One saying that makes plenty of sense is "A year of snow, a year of plenty." A lot of snow in the winter means groundwater supplies will be replenished when the snow melts. And that puts the soil in good shape for spring planting.

Personally, I'll stick with the Global, European and Canadian computer models. I've got nothing against the wisdom of those who came before me, but science seems a bit better-grounded.

Then again, Cassie Rowell's inside-out-pajamas and spoon-under-the-pillow trick worked. We got 4 inches of snow on Jan. 10, and she was out of school for several days.

12 comments:

Anonymous said...

If it snows in ten days I dance naked in it.

Scott said...

Don't forget about flushing ice cubes in the toilet, which I had never heard of until I moved to Charlotte. I shudder to think why kind of snow THAT would create.

J said...

You had to mention Groundhog Day and bring flashbacks of all those classic lines.

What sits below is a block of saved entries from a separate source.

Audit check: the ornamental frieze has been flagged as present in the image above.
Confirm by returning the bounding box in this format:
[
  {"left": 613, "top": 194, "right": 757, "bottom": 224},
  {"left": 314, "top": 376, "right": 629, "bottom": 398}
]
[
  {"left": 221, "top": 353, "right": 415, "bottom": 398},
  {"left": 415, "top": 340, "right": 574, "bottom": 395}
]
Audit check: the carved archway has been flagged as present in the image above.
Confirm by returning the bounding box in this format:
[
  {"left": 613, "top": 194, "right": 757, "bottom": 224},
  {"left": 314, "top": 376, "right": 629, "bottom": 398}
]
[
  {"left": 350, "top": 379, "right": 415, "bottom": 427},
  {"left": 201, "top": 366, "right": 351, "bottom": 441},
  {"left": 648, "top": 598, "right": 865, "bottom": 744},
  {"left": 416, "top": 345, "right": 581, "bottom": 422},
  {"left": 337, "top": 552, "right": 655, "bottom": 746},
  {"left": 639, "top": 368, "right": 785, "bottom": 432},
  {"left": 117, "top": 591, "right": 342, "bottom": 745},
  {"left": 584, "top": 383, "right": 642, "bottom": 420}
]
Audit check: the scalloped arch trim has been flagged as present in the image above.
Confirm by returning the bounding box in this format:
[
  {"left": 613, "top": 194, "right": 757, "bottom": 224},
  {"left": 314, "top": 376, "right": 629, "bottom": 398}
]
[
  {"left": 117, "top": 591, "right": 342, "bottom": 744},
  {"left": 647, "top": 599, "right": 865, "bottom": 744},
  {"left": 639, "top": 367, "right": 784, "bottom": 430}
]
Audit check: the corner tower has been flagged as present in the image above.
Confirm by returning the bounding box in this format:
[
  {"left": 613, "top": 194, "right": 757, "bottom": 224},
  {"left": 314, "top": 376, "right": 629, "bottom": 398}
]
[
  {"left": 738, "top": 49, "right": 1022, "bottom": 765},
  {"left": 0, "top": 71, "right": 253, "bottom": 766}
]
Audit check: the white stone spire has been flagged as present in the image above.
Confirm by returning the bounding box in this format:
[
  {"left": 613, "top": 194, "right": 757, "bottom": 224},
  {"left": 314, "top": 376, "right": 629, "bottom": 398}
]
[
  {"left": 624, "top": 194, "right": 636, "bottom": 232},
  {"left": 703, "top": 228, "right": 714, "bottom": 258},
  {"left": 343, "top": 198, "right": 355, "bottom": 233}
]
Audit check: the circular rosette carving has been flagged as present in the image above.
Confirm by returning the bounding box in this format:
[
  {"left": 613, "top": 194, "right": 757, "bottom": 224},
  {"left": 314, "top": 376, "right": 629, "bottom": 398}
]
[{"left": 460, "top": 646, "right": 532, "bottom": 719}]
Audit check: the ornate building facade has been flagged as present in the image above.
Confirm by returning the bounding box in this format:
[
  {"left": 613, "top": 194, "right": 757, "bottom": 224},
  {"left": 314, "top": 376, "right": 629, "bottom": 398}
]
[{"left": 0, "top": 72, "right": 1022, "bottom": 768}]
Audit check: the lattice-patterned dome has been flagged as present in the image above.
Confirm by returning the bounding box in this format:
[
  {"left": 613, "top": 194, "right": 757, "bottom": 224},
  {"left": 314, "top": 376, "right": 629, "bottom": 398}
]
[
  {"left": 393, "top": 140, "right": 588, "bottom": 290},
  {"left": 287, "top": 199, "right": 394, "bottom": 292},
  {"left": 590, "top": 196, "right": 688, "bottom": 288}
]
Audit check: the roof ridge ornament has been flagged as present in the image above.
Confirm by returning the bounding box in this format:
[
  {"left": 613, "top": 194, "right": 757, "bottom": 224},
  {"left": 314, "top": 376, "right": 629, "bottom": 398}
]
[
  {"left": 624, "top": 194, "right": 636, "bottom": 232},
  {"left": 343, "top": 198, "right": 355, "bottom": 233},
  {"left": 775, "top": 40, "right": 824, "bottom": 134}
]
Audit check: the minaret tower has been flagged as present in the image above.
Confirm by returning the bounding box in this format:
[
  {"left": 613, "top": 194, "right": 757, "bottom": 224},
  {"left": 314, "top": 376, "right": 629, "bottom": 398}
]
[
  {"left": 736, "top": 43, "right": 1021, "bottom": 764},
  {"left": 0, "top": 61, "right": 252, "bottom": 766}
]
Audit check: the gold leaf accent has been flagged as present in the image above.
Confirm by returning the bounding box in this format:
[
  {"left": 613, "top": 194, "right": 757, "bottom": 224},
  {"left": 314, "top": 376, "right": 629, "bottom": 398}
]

"But what if there is no tomorrow? There wasn't one today."

Anonymous said...

Not sure about thunder in February relating to frost in April, but don't we usually have one final frost in April?

Andrea said...

Oh, yeah, my high school students used to walk by my room at the end of the school day if we thought we might have a snow day the next day and say "Don't forget, Ms. D. -- jammies inside out tonight!" I still do it in solidarity of my NY teacher friends occasionally---and they don't have to make up their snow days!

Anonymous said...

If the ground doesn't get dry enough there won't be any spring planting.Tractor is mired up in the mud now.

Anonymous said...

Andrea, they don't actually have "make-up" days but they do have to go to school so many days a year. They just plan for at least so many snow days and if they don't use them all...they get out earlier in the summer. If they use more than the allotted....they tag it onto the end of the school year. I'm from Maine and they usually plan for 7-10 days depending on the district.

Anonymous said...

I always heard that a lot of granddaddy longleg spiders in the summer and fall means a bad winter. That must be true; there was a surplus of them this summer here in Gaston County. And my maw-maw always said: "If the snow lays around for three days, it is waiting on more."

Anonymous said...

Hey, what about those wooly worms? What did they have to say about winter weather for this year?

Anonymous said...

I think I will stick with the computer models as well. Right now the 00UTC GFS shows a cold front coming through on the 25th, followed by Northwest flow and a weak clipper system around the 28th, which would be day 10.

http://www.nco.ncep.noaa.gov/pmb/nwprod/analysis/namer/gfs/00/index_pcp_s_loop.shtml

10 day forecasts are tricky by I think they tend to be more accurate than the folk legends.

Anonymous said...

am i the only former northerner who remembers being able to smell snow in the air before it actually snowed? i couldn't describe the smell anymore, but we all knew it when i was growing up in buffalo, and i have encountered it 2 or 3 times as an adult.

Anonymous said...

Well there was a Thunderstorm in Huntersville,NC at 5:30am on 5/5/2011 So snow is in the forcast for Wed-Thurs. So now can you tell me how much where going to get since the models are pointing to all snow.